Brace For the Impact Federal Tax Cap on State and Local Deductions

Will new charitable tax credits being considered by California and other states have any impact on the 2017 federal tax overhaul’s cap on state and local deductions? Some say yes, these will work with certain qualifications.

Law professor David Gamage and seven tax law professors argue that federal law enables states to offer tax credits for charitable contributions to state programs in such a way that they could circumvent the SALT deduction cap.

Gamage says when structuring a state-level tax credit such as being discussed in this article, it’s helpful to distinguish between a more aggressive way” and what he calls “a smarter way.”

The aggressive way to structure a plan would be for the state to offer a tax credit for charitable donations to the state’s general fund.

How much might that be?

Well, Gamage says a tax credit of 100 percent would meet the goal of incentivizing state residents, whose federal-level deductions for state-level taxes will be capped, to instead make charitable contributions to the state government. This, in turn, would reduce their state-level taxes.

Since voluntary donations to the state general funds qualify for the federal-level charitable contribution deduction under current law, this plan would allow state residents to effectively transform nondeductible state-level tax payments into fully deductible charitable contribution deductions to the state.

According to Gamage, as with everything, there is also a smarter way. First, the plan would be for a state to offer a less than 100 percent credit for charitable donations to funds set up for specific state programs, with a cap on the total amount creditable per taxpayer.

For instance, states could offer a 90 percent credit for donations made to a fund to support public colleges and universities with the state. The states could then set up multiple funds and residents could choose which programs they want to support.
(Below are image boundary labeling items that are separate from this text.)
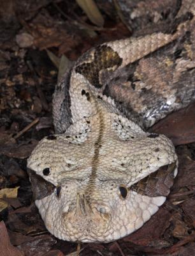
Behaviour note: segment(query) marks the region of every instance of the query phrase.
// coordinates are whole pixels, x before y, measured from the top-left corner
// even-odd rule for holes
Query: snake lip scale
[[[182,38],[193,20],[192,15],[182,20],[174,33],[92,48],[56,86],[55,134],[41,140],[27,161],[35,204],[55,237],[108,243],[140,228],[165,202],[177,174],[177,156],[170,140],[145,129],[187,106],[194,84],[181,102],[170,85],[166,91],[159,84],[141,90],[143,82],[137,79],[126,113],[106,91],[110,74],[122,74],[127,65],[140,78],[139,65],[154,54],[160,58],[158,51]]]

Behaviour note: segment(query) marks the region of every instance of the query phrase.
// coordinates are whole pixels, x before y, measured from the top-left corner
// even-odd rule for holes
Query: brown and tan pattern
[[[59,239],[122,237],[147,221],[169,194],[177,174],[175,148],[143,127],[195,98],[195,4],[177,4],[171,29],[89,50],[56,87],[57,134],[38,143],[28,167],[36,173],[36,205]]]

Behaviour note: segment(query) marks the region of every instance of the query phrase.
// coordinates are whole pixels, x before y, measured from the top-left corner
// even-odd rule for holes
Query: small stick
[[[115,242],[115,244],[116,244],[117,248],[119,250],[120,254],[122,255],[122,256],[125,256],[125,255],[124,254],[124,253],[122,252],[122,250],[121,250],[121,248],[120,247],[119,244],[118,244],[117,242]]]
[[[79,253],[80,252],[80,247],[81,247],[81,243],[80,242],[78,242],[77,243],[76,256],[79,256]]]
[[[31,124],[28,124],[25,127],[24,127],[22,131],[18,132],[15,136],[13,136],[14,139],[17,139],[20,137],[24,132],[29,130],[32,127],[32,126],[34,125],[37,124],[40,120],[40,118],[36,118],[34,121],[32,121]]]

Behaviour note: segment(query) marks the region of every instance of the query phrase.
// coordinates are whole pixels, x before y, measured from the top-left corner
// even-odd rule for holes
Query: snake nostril
[[[100,207],[99,209],[98,209],[98,211],[101,213],[106,213],[106,209],[104,207]]]

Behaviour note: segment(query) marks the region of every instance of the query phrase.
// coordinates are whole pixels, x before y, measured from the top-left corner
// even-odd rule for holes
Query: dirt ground
[[[62,60],[134,33],[116,6],[96,2],[102,17],[92,22],[74,1],[0,1],[0,256],[77,253],[76,243],[46,230],[26,163],[38,142],[54,132],[52,97]],[[195,255],[195,104],[151,131],[170,138],[178,156],[168,200],[134,233],[108,244],[82,244],[80,255]]]

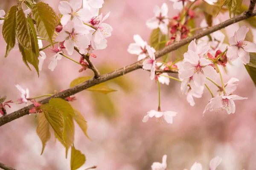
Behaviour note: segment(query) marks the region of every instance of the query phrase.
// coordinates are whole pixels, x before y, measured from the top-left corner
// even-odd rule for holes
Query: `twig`
[[[4,170],[16,170],[16,169],[9,167],[1,162],[0,162],[0,168]]]
[[[253,17],[256,15],[256,11],[254,11],[250,17]],[[246,15],[246,12],[244,12],[241,14],[236,17],[234,19],[231,19],[227,20],[219,24],[201,31],[198,34],[195,34],[191,37],[189,37],[185,39],[182,40],[178,42],[176,42],[173,44],[171,44],[156,52],[155,53],[156,58],[158,58],[171,51],[178,49],[180,47],[189,43],[195,39],[198,39],[231,25],[233,24],[234,22],[236,23],[248,18],[248,17]],[[133,64],[127,65],[125,67],[125,70],[124,69],[124,67],[122,67],[121,68],[115,70],[111,72],[102,75],[97,78],[93,77],[77,85],[58,93],[54,95],[42,100],[40,101],[39,102],[43,104],[47,103],[50,99],[55,97],[65,99],[70,96],[73,95],[95,85],[122,76],[123,74],[126,74],[130,72],[134,71],[134,70],[141,68],[142,68],[142,62],[143,60],[141,60],[134,62]],[[31,105],[17,111],[15,111],[12,113],[2,116],[0,118],[0,126],[17,119],[19,118],[20,117],[22,117],[23,116],[28,114],[29,110],[33,107],[34,107],[34,105]]]
[[[90,60],[89,59],[89,57],[86,56],[86,55],[82,54],[81,54],[79,52],[79,49],[78,49],[77,47],[75,47],[74,48],[75,48],[75,50],[76,51],[77,51],[77,52],[79,53],[83,57],[83,58],[85,59],[86,61],[87,61],[87,62],[88,62],[88,63],[89,64],[89,65],[90,67],[89,68],[91,69],[94,73],[94,77],[96,78],[97,78],[98,77],[99,77],[100,76],[99,72],[99,71],[97,69],[97,68],[96,68],[96,67],[95,67],[94,65],[93,65],[93,63],[90,61]]]

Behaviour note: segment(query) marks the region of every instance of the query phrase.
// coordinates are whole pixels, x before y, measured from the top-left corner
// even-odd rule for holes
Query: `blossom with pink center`
[[[226,110],[228,114],[234,113],[236,110],[236,105],[234,100],[243,100],[247,98],[240,97],[236,95],[218,96],[211,99],[207,105],[204,113],[207,110],[210,111],[215,110],[216,112]]]
[[[146,48],[148,43],[138,34],[134,35],[134,40],[135,43],[130,44],[127,51],[132,54],[138,55],[138,61],[145,58],[148,54]],[[154,53],[156,52],[155,50],[153,47],[150,48]]]
[[[106,20],[109,16],[110,12],[102,18],[102,13],[99,17],[99,24],[96,25],[96,31],[93,34],[93,40],[96,44],[99,44],[104,39],[111,36],[111,32],[113,28],[110,25],[102,22]]]
[[[146,25],[148,28],[154,29],[159,28],[161,32],[164,34],[168,33],[168,25],[169,20],[167,16],[168,7],[166,3],[164,3],[161,8],[158,6],[155,6],[154,9],[155,16],[148,20]]]
[[[192,51],[198,54],[200,57],[203,57],[210,49],[210,45],[207,43],[200,42],[197,44],[195,39],[190,42],[188,47],[188,51]],[[190,57],[189,56],[184,55],[184,60],[186,60],[186,57]]]
[[[184,58],[183,67],[178,71],[180,78],[190,78],[190,80],[192,80],[197,87],[204,85],[206,76],[215,79],[216,73],[212,66],[208,65],[212,64],[210,61],[204,58],[200,58],[192,51],[185,53]]]
[[[28,102],[28,99],[29,98],[29,89],[27,88],[25,90],[22,88],[19,85],[16,85],[15,86],[21,93],[21,98],[17,100],[18,102],[18,104],[27,103]]]
[[[194,2],[195,0],[169,0],[173,2],[173,7],[175,9],[180,10],[183,9],[183,7],[186,6],[187,2],[186,1]]]
[[[151,166],[152,170],[166,170],[167,167],[166,164],[166,159],[167,156],[164,155],[163,156],[162,163],[155,162],[153,163]]]
[[[68,21],[74,22],[78,20],[86,21],[90,20],[92,14],[88,9],[80,8],[82,6],[81,0],[70,0],[70,3],[67,1],[61,1],[58,9],[63,14],[61,19],[61,23],[64,26]]]
[[[235,32],[234,36],[229,39],[230,46],[227,52],[227,56],[231,61],[240,58],[244,64],[250,62],[249,52],[256,52],[256,44],[244,40],[249,28],[244,26]]]
[[[148,114],[144,117],[142,122],[146,122],[149,118],[151,118],[154,116],[157,119],[157,122],[164,123],[166,122],[167,123],[172,124],[173,122],[173,117],[177,114],[177,112],[172,111],[158,111],[151,110],[148,112]]]
[[[156,70],[156,58],[154,51],[149,46],[146,46],[146,49],[150,58],[145,59],[143,61],[142,63],[142,68],[150,70],[150,79],[153,80],[154,78],[155,71]]]
[[[0,18],[4,18],[4,16],[5,15],[5,12],[3,10],[0,10]],[[3,23],[3,20],[0,20],[0,24],[2,24]]]
[[[87,48],[90,44],[90,40],[86,35],[89,33],[88,27],[81,21],[78,23],[69,21],[59,33],[55,41],[59,42],[65,41],[64,45],[67,53],[72,55],[75,46]]]
[[[93,16],[98,15],[99,8],[102,7],[104,0],[83,0],[83,8],[89,9]]]
[[[55,55],[50,58],[51,62],[48,65],[48,68],[52,71],[53,71],[57,66],[57,61],[61,60],[62,58],[62,54],[63,51],[60,48],[54,46],[53,48],[51,48],[51,52],[55,53]]]
[[[38,47],[39,48],[43,48],[43,43],[42,43],[42,40],[38,40]],[[42,70],[43,68],[43,64],[44,64],[44,61],[46,58],[46,55],[44,52],[42,51],[39,51],[39,57],[38,57],[38,60],[39,62],[38,63],[38,69],[39,71]]]

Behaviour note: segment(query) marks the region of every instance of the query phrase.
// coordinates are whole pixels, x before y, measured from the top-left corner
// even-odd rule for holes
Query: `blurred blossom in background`
[[[44,1],[59,13],[58,0]],[[17,2],[0,0],[0,9],[6,11]],[[91,59],[101,73],[137,61],[137,56],[128,54],[128,47],[134,42],[134,34],[148,40],[151,30],[146,26],[146,21],[154,16],[154,6],[160,6],[164,2],[168,6],[170,17],[177,14],[179,11],[173,9],[173,3],[167,0],[105,0],[100,13],[105,15],[111,11],[108,23],[113,31],[107,48],[97,51],[97,57]],[[229,18],[228,14],[220,14],[218,18],[224,21]],[[198,26],[202,19],[196,17]],[[233,36],[239,28],[238,23],[226,28],[228,37]],[[255,32],[253,30],[253,34]],[[45,42],[44,46],[48,45]],[[36,71],[29,71],[23,63],[18,51],[12,50],[4,58],[6,43],[2,36],[0,44],[0,94],[7,95],[7,99],[20,97],[15,86],[17,84],[29,88],[30,96],[37,96],[67,89],[75,78],[93,75],[89,70],[79,73],[77,64],[64,58],[53,72],[47,68],[48,63],[44,65],[38,78]],[[51,56],[49,51],[45,52],[47,57]],[[172,53],[169,55],[171,59]],[[77,61],[79,57],[78,54],[72,56]],[[93,165],[97,165],[98,170],[150,170],[153,162],[161,162],[164,154],[167,155],[168,170],[189,169],[195,162],[209,167],[209,161],[215,156],[222,159],[219,170],[255,170],[255,87],[240,60],[228,64],[227,68],[226,74],[222,70],[224,82],[235,76],[240,80],[236,94],[248,97],[236,101],[236,113],[230,115],[224,110],[207,112],[203,116],[204,107],[211,98],[207,89],[191,107],[186,96],[180,92],[180,83],[171,80],[169,86],[161,85],[161,108],[178,113],[173,123],[158,124],[154,119],[143,123],[148,110],[157,109],[158,88],[149,79],[148,72],[142,70],[108,82],[116,92],[107,95],[89,91],[76,94],[77,100],[71,104],[85,118],[87,133],[92,140],[75,127],[75,145],[87,159],[79,170]],[[220,83],[219,79],[217,80]],[[209,85],[216,91],[214,85]],[[14,105],[7,108],[7,113],[23,106]],[[55,143],[53,135],[40,155],[41,143],[36,132],[37,124],[34,116],[26,116],[0,127],[0,162],[19,170],[70,169],[70,150],[66,159],[65,148],[59,142]]]

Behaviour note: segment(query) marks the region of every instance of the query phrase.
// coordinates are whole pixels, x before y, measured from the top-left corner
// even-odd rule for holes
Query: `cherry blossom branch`
[[[94,77],[96,78],[97,78],[99,76],[100,76],[99,72],[99,71],[97,69],[97,68],[96,68],[96,67],[95,67],[94,65],[93,65],[93,63],[90,61],[89,58],[89,57],[87,56],[86,55],[82,54],[81,54],[79,52],[79,49],[78,49],[77,47],[75,47],[74,48],[76,51],[77,51],[78,53],[79,53],[83,57],[83,58],[85,59],[86,61],[87,61],[87,62],[88,62],[88,64],[89,64],[89,65],[90,67],[89,68],[92,70],[93,71],[93,73],[94,73]]]
[[[4,170],[16,170],[16,169],[9,167],[1,162],[0,162],[0,168]]]
[[[165,47],[157,51],[155,53],[156,58],[159,58],[165,55],[166,54],[169,53],[170,52],[179,48],[186,45],[186,44],[190,42],[195,39],[198,39],[206,35],[209,35],[216,31],[218,31],[221,29],[224,28],[233,24],[234,23],[236,23],[239,21],[245,20],[250,17],[256,16],[256,11],[253,11],[253,12],[251,14],[249,14],[249,15],[248,15],[248,14],[246,14],[247,12],[247,11],[245,11],[240,15],[235,17],[235,18],[228,20],[223,23],[220,23],[219,24],[209,28],[202,31],[200,31],[200,32],[194,34],[192,36],[189,37],[186,39],[182,40],[179,42],[175,42],[173,44],[172,44]],[[77,51],[78,49],[77,49],[75,48],[75,50]],[[85,58],[87,58],[87,57],[85,57]],[[96,74],[96,75],[98,75],[98,76],[99,76],[97,78],[96,78],[97,77],[97,76],[96,75],[95,77],[86,81],[71,88],[59,92],[51,96],[42,100],[39,101],[39,102],[43,104],[47,103],[50,99],[55,97],[65,99],[69,96],[74,95],[79,92],[82,91],[95,85],[106,82],[108,80],[120,76],[122,76],[124,74],[130,73],[130,72],[134,71],[140,68],[142,68],[142,63],[143,61],[143,60],[141,60],[137,62],[134,62],[133,64],[125,66],[123,68],[116,70],[111,72],[100,76],[99,76],[99,74]],[[90,61],[90,62],[91,64],[92,64]],[[97,70],[96,70],[95,67],[93,66],[93,68],[93,68],[95,71],[94,73],[96,72],[96,71]],[[16,119],[22,117],[25,115],[28,114],[29,110],[33,107],[33,105],[31,105],[17,111],[15,111],[10,114],[2,116],[2,117],[0,118],[0,126],[2,126],[3,125],[5,125]]]

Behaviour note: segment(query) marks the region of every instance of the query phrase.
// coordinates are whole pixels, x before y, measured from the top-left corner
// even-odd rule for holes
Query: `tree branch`
[[[15,169],[9,167],[0,162],[0,168],[4,170],[16,170]]]
[[[200,33],[195,34],[191,37],[189,37],[185,39],[181,40],[171,44],[155,53],[156,58],[158,58],[164,56],[171,51],[176,50],[186,44],[189,43],[194,39],[198,39],[206,35],[224,28],[234,23],[246,19],[250,17],[256,16],[256,11],[254,11],[252,14],[248,17],[246,14],[247,12],[244,12],[239,15],[236,16],[234,19],[228,20],[224,22],[209,28]],[[99,76],[96,78],[93,77],[85,82],[84,82],[76,86],[69,88],[64,91],[58,93],[54,95],[48,97],[39,102],[41,104],[48,103],[49,101],[53,98],[59,97],[65,99],[66,97],[76,94],[80,91],[92,87],[95,85],[107,81],[114,79],[125,74],[130,72],[142,68],[142,63],[143,60],[141,60],[130,65],[127,65],[122,68],[113,71],[108,73]],[[29,114],[29,110],[34,106],[33,105],[23,108],[12,113],[2,116],[0,118],[0,126],[11,122],[14,120]]]
[[[83,57],[83,58],[85,59],[86,61],[87,61],[87,62],[88,62],[88,64],[89,64],[89,65],[90,66],[89,68],[92,70],[94,73],[94,77],[96,78],[99,77],[100,76],[99,72],[99,71],[97,69],[97,68],[96,68],[96,67],[95,67],[94,65],[93,65],[93,63],[90,61],[89,58],[89,57],[86,56],[86,55],[82,54],[81,54],[79,52],[79,49],[78,49],[77,47],[74,47],[74,48],[76,51],[77,51],[78,53],[79,53]]]

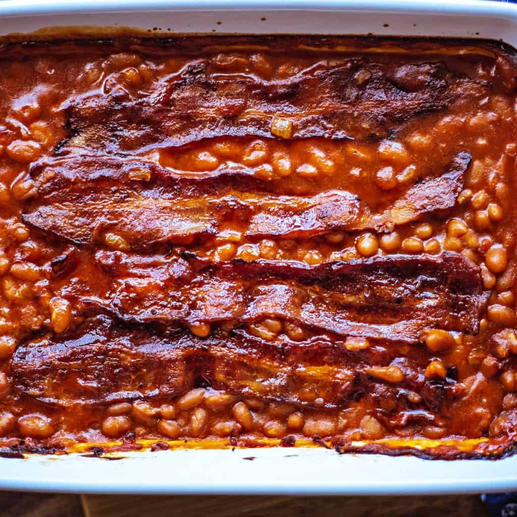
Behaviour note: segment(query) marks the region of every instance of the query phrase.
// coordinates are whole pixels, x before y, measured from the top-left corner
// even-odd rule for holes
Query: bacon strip
[[[103,281],[102,288],[62,294],[134,323],[239,325],[277,317],[320,333],[409,343],[435,327],[477,332],[486,300],[479,268],[454,253],[312,267],[294,261],[213,263],[187,252],[184,257],[98,252],[107,287]]]
[[[144,92],[114,74],[103,91],[64,103],[71,138],[62,148],[134,155],[217,136],[268,137],[279,114],[293,122],[294,138],[384,138],[405,120],[488,89],[443,63],[320,59],[270,81],[218,73],[209,59],[195,59]]]
[[[301,404],[320,398],[331,407],[354,387],[350,356],[328,341],[284,349],[245,332],[201,339],[188,331],[126,329],[100,316],[76,334],[19,347],[12,371],[19,392],[63,406],[170,397],[202,379],[244,396]]]
[[[214,177],[178,177],[139,160],[80,157],[43,162],[31,176],[38,195],[23,220],[77,245],[93,245],[115,229],[132,249],[183,244],[217,233],[224,221],[248,226],[250,237],[308,238],[337,229],[391,230],[422,215],[453,207],[470,157],[460,153],[441,175],[426,178],[374,210],[353,192],[330,190],[308,197],[242,191],[252,171],[219,171]],[[132,173],[144,173],[136,181]]]

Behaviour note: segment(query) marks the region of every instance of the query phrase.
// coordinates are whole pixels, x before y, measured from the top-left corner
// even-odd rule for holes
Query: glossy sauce
[[[121,38],[0,58],[5,447],[514,443],[510,51]]]

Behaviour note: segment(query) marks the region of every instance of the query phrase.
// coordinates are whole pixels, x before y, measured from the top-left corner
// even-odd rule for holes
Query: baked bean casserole
[[[517,60],[0,47],[0,452],[517,443]]]

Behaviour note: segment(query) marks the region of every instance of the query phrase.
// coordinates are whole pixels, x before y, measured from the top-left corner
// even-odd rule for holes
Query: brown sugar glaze
[[[5,451],[511,451],[511,50],[121,37],[0,59]]]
Why is this plan smarter? Other than everybody likes the idea of choices, a 90 percent (or lower) credit would still enable participants to come out ahead after tax for making a qualifying donation.

Specifically, if a taxpayer in the new 24 percent federal income tax bracket were to make a $100 qualifying charitable contribution through such a program, that taxpayer would save $90 of their state-level taxes and $24 of federal-level taxes. The full after-tax return would thus be $114 of combined tax savings from the $100 contribution.

This sounds pretty good so far, doesn’t it? However, it raises the question as to whether those plans work under federal law. In the sense that existing legal authorities overwhelmingly support them working, the answer is a resounding yes.

Many states already offer credits for charitable contributions of that sort, with the credit amount reaching 100 percent in some cases. The IRS is onboard with low-level guidance. Numerous judicial decisions also support taxpayers’ receiving full federal-level charitable contribution deductions for donations to these programs.

As simple as this seems, more answers are needed to complicated questions. The IRS could justify challenging newly enacted plans, especially for those structured more like the aggressive way than the safe way. But the IRS would face an uphill battle in challenging these plans based on existing legal authorities.

Be sure you are well versed on this and other concerns your clients may have.